California repeatedly warned about spiking gas prices, fragile supply. But fixes never came
California’s biggest energy companies are refusing to build new pipelines as the high-prices of natural gas and heating oil threaten to send an unprecedented flow of gas out of the state.
The company chiefs, many of whom are political appointees, have cited the state’s weak regulatory structure, the cost of completing projects, and the threat of lawsuits from environmentalists in explaining their inaction.
As California’s energy crisis deepens, it’s an ironic twist that the state’s biggest energy companies have been fighting the very regulatory fix required to solve the problem.
But the companies’ unwillingness to build new pipelines is exactly what’s needed to lower prices. After the price spike of 2010, the state’s energy companies — eager to take their sweet profits home — poured tens of millions of dollars into lobbying to block any effort to create a statewide system of natural gas pipelines.
The pipeline problem is a sign that regulators have failed to solve a decades-long energy crisis: The state relies heavily on gasoline and diesel, with no significant amounts of natural gas pipelines crisscrossing the state, not to mention the state’s vast network of power plants.

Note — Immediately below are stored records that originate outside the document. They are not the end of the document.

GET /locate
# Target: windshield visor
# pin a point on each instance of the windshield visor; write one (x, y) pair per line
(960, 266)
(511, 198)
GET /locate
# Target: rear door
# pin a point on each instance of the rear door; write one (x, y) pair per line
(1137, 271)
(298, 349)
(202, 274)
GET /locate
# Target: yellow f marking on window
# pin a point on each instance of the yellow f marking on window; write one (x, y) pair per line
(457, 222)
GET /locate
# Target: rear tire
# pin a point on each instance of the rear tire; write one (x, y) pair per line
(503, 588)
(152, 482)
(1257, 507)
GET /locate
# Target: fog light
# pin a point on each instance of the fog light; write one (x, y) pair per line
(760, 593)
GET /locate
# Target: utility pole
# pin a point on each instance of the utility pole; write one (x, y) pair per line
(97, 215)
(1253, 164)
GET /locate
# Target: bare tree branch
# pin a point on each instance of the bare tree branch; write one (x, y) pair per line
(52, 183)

“There is no pipeline system going in, there is no pipeline system going out,” said Bill Lockwood, chief executive of Southern California Gas Co. in Gardena. The companies and their lobbyists argue that the state’s rules don’t allow it to build pipelines.
“To be blunt, it’s not a pipeline system because it’s not in the state,” he said.
No wonder California’s regulators spent so much time on the problem: The state’s lack of pipeline capacity is a major reason it’s unable to meet its targets.